I don't expect any more changes like this for a long time... I think we're through the bumpy change period.
One last question then related to this, once I rebuild my resources using the new clean install from the quick start, is there any reason I can't use this instance in a small production workload?
To clarify, I'm looking to use this on my internal network and a couple of small point-to-point pairings out in the wild to be able to get some real time experience with it. But what I don't want to do is run into another spot where I need to rebuild it or do a major overhaul to the certificates or anything like that.

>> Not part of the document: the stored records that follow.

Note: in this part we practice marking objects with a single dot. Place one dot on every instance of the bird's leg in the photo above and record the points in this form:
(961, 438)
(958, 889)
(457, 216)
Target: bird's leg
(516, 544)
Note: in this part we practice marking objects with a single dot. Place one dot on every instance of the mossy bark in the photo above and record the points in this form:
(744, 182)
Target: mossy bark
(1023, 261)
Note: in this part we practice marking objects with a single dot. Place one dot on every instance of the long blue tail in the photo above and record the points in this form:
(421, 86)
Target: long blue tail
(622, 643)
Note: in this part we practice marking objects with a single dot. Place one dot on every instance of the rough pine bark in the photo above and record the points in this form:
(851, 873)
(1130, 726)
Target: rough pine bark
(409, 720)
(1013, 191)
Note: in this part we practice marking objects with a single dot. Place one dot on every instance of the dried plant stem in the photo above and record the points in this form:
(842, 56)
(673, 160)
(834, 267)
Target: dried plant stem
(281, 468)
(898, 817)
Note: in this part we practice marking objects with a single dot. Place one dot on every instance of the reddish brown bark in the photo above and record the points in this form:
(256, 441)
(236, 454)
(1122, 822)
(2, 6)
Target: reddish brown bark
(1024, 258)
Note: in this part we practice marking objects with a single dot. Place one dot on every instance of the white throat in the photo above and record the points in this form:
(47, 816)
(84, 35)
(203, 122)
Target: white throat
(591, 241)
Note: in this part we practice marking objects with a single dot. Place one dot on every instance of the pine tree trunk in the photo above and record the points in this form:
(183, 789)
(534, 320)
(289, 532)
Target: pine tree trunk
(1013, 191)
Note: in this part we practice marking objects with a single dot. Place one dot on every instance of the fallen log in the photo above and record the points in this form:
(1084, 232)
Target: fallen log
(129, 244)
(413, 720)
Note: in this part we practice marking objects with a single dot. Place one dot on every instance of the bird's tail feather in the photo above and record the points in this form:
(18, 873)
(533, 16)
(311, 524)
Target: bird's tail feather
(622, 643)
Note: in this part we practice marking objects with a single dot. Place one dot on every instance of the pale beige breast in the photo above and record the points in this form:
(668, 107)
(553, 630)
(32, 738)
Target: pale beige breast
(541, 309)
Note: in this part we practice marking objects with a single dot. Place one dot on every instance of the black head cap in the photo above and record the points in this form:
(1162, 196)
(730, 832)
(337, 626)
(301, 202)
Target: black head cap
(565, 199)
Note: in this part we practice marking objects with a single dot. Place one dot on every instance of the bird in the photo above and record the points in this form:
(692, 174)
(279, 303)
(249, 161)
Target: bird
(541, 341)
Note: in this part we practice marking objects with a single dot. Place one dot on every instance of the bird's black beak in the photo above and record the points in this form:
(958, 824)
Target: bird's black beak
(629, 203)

I'll be honest, this little weekend of issues force me to evaluate some other options even though I really didn't want to. I know there is stability in the commercial product, but if I'm really looking for a self-hosted solution and the commercial product for cases where I need that extra support that I can't provide on my own.
Certainly no reason. While the original goal of the quickstart was, and remains, an educational vehicle, the defaults are all sensible and inline with best practices. The PKI is arguably overly complex, but in practice plenty of people run the quickstart in their production setups. Also note that the quickstart's main benefit is in generating the PKI and initial configuration and these are things that in practice, change little. I don't see any problems at all.
Thanks for your candid feedback. I'll be honest, I don't blame you. Hopefully, through our responsiveness, we've earned your trust that even when a rocky patch is hit, the team is responsive and fixes problems quickly. I do honestly believe that there have been very few "rough patches" like this with our quickstarts in the past. Not to say there have been none, it does still happen, but generally, they are quickly resolved. We're also undergoing an effort to add even more testing around these sorts of things so that we learn from our past and don't repeat mistakes.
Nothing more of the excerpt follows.